To go into depth about both styles would fill books never mind a blog post but there are 3 simple guideline which will help us to tell the difference:
1. Curves vs Angles
Art Nouveau is about curves and Art Deco about straight lines and angles. If there are lots of curves in the design such as in the lady brooch to the left you are talking Art Nouveau. If the design in very square or triangular then its Art Deco such as in the picture to the left . The brooch above is Art Nouveau as you can see from the curves.
The Art Nouveau era came first , we see pieces in this style from circa 1880s to 1910’s. During the 1910’s the style became a little more angular and is sometimes known as transitional .
The Art Deco style ran from circa 1920 to circa 1940s with some 1950s pieces still showing the influence.
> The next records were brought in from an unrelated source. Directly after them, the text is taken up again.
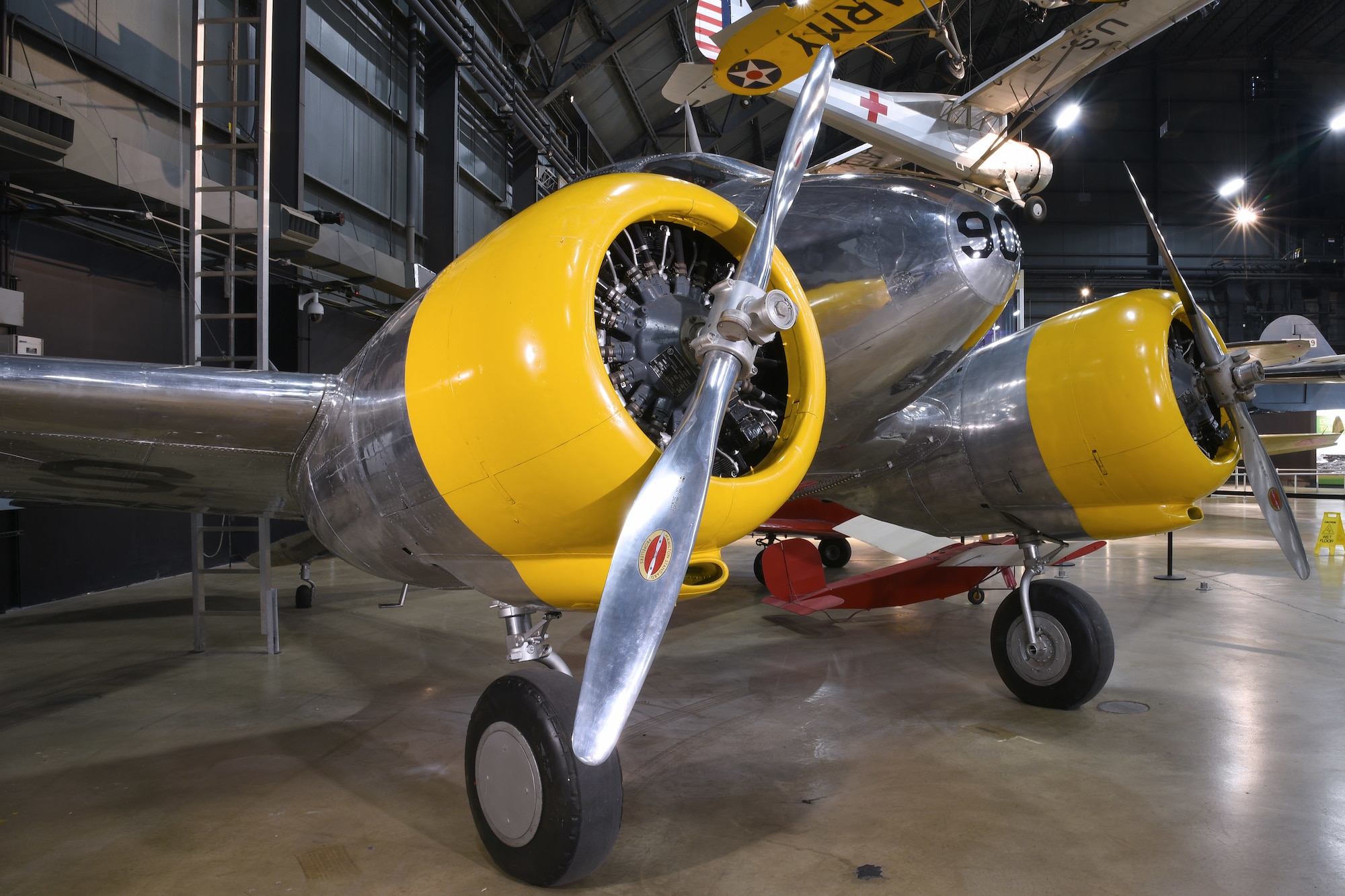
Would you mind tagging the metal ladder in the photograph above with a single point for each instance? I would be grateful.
(237, 245)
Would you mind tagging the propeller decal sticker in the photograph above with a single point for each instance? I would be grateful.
(656, 555)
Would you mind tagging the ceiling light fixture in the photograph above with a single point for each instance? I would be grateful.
(1069, 116)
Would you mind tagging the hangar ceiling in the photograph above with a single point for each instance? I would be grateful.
(614, 56)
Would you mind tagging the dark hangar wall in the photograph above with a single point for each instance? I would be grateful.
(1186, 127)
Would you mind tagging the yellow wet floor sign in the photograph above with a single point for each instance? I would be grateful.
(1332, 534)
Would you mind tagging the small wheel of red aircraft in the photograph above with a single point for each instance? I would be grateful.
(836, 553)
(544, 817)
(1074, 653)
Note: Both of these sets of dates are approximate. Style does not start on a specific date and end on another. It takes time to get fashionable , time to spread round the country and time to fade out again. Communications make this process much faster today than it was in the past. Also these dates are for the first time the style was popular . There have been revivals since such as 1970s art nouveau and 1980s art deco influenced design. So a piece with art nouveau design could be much later than the true art nouveau era and the same applies to art deco.
3. Colour pallet and materials
This one is a bit more subtle but the two style had different colour ways and some of the materials used were not available during the nouveau era . Bakelite is a good example of this.
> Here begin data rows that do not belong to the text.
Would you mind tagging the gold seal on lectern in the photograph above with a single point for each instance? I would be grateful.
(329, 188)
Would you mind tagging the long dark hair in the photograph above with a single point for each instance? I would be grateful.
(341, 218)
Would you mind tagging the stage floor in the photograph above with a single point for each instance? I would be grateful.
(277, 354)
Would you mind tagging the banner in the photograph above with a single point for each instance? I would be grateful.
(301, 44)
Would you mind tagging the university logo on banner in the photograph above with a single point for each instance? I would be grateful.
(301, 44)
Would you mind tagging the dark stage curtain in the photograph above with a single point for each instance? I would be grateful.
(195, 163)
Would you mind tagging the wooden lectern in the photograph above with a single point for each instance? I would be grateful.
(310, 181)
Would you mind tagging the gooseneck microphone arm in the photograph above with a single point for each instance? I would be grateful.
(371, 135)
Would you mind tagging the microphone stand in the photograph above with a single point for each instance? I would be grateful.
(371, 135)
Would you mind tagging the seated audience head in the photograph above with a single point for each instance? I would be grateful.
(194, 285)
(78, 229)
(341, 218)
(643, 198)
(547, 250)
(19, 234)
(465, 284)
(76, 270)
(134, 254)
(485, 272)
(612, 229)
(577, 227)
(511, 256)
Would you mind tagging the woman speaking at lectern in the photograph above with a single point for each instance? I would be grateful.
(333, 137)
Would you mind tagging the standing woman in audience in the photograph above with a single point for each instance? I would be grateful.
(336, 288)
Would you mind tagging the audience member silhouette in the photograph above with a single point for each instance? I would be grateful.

Art nouveau stones were pearls, turquoise and moonstones. Also peacock colours of blue and green shaded into each other. These colours are quite romantic. Art Deco stones are much bolder with more primary colours :Black, white, emerald green, bright red, orange and yellow
Dates: Circa 1890 to 1914 (These dates are approximate ) It was starting to fade by circa 1910 but the outbreak of world war 1 finished it off completely.
Inspirations/ Features: Naturalistic forms, nature. It was an art form which could be applied to all objects from the smallest brooch to architectural doorways and arches.
Whiplash curves, flowing locks on beautiful ladies, Sinuous flowers with leaves and tendrils, Seedpods and buds flowed into each other and covered pieces.
Largely paler colours and daintier lighter pieces than the Victorian era. Enamelling, pearls, turquoises, moonstones, opals, diamonds were popular in a move against large precious gems of the 1800s.
If you are looking at a piece and trying to decide if it is art nouveau then look for long flowing curves within the design. These can be symmetrical or asymmetrical , asymmetrical tends to date to 1900 and before with more symmetrical designs from 1900 onwards.
Dates: From about 1920 to about 1940 but the influence can be seen in 1940s too. World war 2 prevented any real innovation and so the angular shapes remain. The high art deco was 1920s and it tended to become more floral in the 30s.
Inspirations / Features: Geometric and angular shapes. Squares, triangles, pyramids, Oblongs anything with sharp angles. Steps and where there are curves they tend to be semicircular or circular. Bright primary colours Red, white, yellow, blue, green, black plus Orange. Nothing natural about this more machine age . Shiny surfaces of chrome and glass. Motifs of angular aeroplanes , trains and cars.
Deco evolved through the 1930s and became more homely and floral – at this time think Chintz.